The ‘NOTA’ Option: Can it Clean The Politics?: Civil Services Mentor Magazine - December 2013

THE ‘NOTA’ OPTION: CAN IT CLEAN THE POLITICS?

It is unlikely that providing Indian voters with a “no vote” option will either improve voter participation or contribute to a decriminalisation of politics. Voter turnout is not an issue in the country, since over the long term it has been showing an upward trend. Criminalisation is the result of social and economic factors, and the nomination of candidates with a criminal background may not change merely by giving voters the option of saying “no”. In countries with a no vote option, such votes add up to an insignificantcant number.

Campaigns to “cleanse” the political system have gained considerable ground in the last few years in urban India. These have strengthened with the nearing of assembly elections in Delhi, Rajasthan, Madhya Pradesh and
Chhattisgarh as also the general elections scheduled for 2014. Coupled with this are attempts, both institutional and movement-driven, to make democracy in India more participatory.

It may be useful to start with a brief look at the legal history of the various moves towards this cleansing of the electoral system. In July this year the Supreme Court ruled that parliamentarians and state legislators who were convicted of serious crimes, meaning carrying a jail term of two years or more, would be barred from contesting elections. The Court struck down Section 8 of the Representation of the People Act which allowed convicted members of Parliament and Legislative Assemblies to continue in office while their appeals journeyed through courts often for indefinite periods. The government, backed by support from almost all political parties, had introduced a bill in Parliament to override this Supreme Court judgment and then passed the illfated ordinance which now stands withdrawn.

Supreme Court Judgment

In September, close on the heels of the contentious ordinance, came another judgment from the Supreme Court. On a public interest litigation (PIL) filed by People’s Union for Civil Liberties (PUCL) a few years back, it ruled that voters should have the option to reject all the candidates who were standing for election in their constituency.
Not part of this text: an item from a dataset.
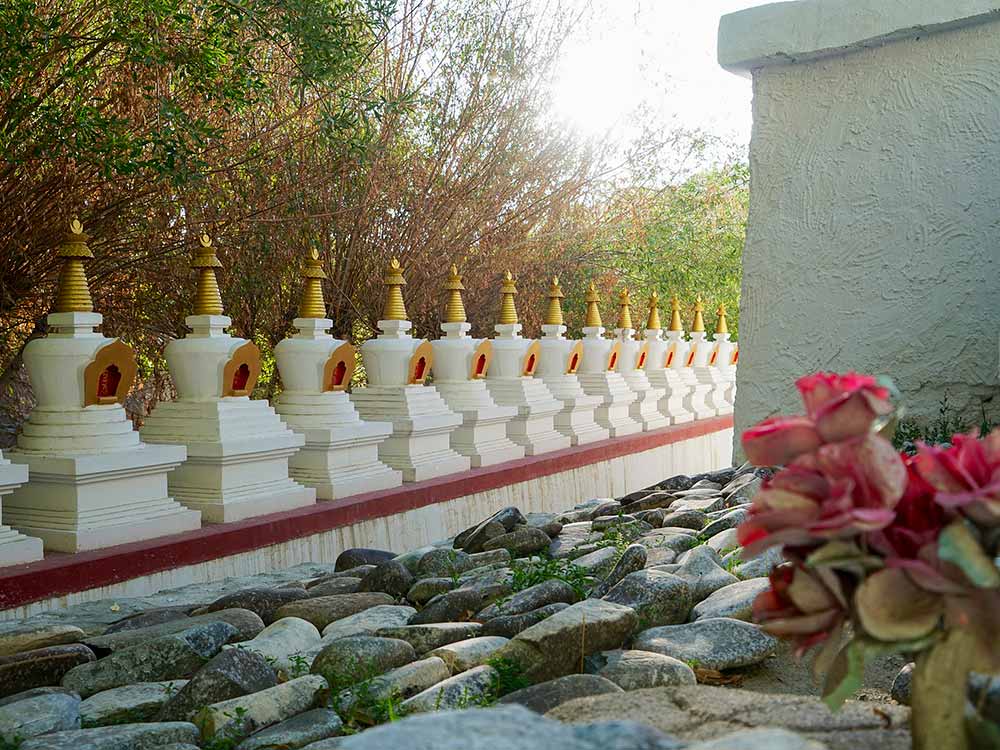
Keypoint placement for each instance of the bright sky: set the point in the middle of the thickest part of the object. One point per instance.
(658, 53)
It directed the Election Commission (EC) of India to include the option “None of the Above” (now popularly called NOTA) in the electronic voting machines (EVMs).

The Supreme Court felt that this would contribute to cleansing politics – that the political leadership would formally know that there are people unhappy with the parties’ choice of candidates. The logic is that this would build moral pressure on political parties and possibly bring about a rethink on their choice of candidates, making them hesitant to put up candidates with criminal records. According to the Court, exercising the option of rejecting all candidates would lead to a “systemic change” in the whole electoral process.
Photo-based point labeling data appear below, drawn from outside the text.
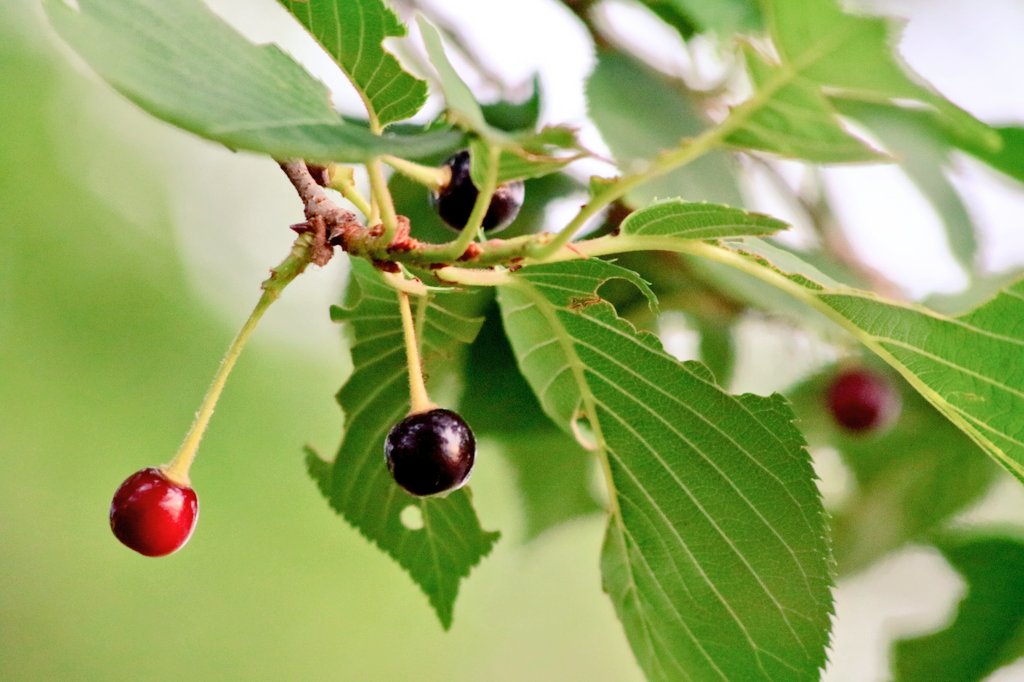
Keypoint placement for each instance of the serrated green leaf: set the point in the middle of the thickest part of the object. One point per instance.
(716, 556)
(182, 64)
(968, 367)
(797, 121)
(989, 628)
(352, 32)
(853, 56)
(678, 219)
(375, 397)
(513, 164)
(924, 156)
(640, 115)
(462, 104)
(910, 478)
(553, 472)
The Supreme Court stated that besides cleaning up politics, the option of negative vote would foster greater participation among voters as this would draw to the polling booths those who otherwise do not vote because they are not satisfied with the candidates contesting elections. The right to a negative vote would encourage them to visit the polling stations and express their unhappiness by exercising their choice of rejection. The Court felt that this would also contribute to bringing down impersonation in voting.

The proposal for a negative vote had come from, among others, the EC in 2001 when James Lyngdoh was the chief election commissioner (CEC). It was reiterated in 2004 by CEC T S Krishna Murthy .
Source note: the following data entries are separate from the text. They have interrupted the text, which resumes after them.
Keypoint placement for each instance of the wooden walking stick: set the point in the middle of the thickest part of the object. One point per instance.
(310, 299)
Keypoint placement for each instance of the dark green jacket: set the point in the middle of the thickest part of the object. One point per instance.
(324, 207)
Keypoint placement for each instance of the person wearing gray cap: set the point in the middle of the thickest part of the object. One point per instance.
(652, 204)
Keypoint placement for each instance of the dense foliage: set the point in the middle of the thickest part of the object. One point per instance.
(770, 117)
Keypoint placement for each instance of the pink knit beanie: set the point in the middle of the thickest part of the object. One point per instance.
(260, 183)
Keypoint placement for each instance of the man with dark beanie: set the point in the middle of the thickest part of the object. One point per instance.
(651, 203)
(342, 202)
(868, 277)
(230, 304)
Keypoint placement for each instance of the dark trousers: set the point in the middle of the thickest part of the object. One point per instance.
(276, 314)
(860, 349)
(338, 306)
Though the Conduct of Election Rules, 1961 provide that one can refuse to vote after identifying oneself and thereafter, appropriate entries would be made by the polling officer in the electoral register, etc, this procedure did not protect the secrecy of the negative ballot. As former CEC S.Y Quraishi recently pointed out in a newspaper article, the EC has been asking for this option to ensure secrecy and bring down bogus voting and not for any other reason. The PUCL petition on which the Supreme Court based its ruling was on the same issue – maintaining the secrecy of the voting decision. The Court went a little further in its judgment and highlighted the cleansing and participatory dimensions of the negative vote.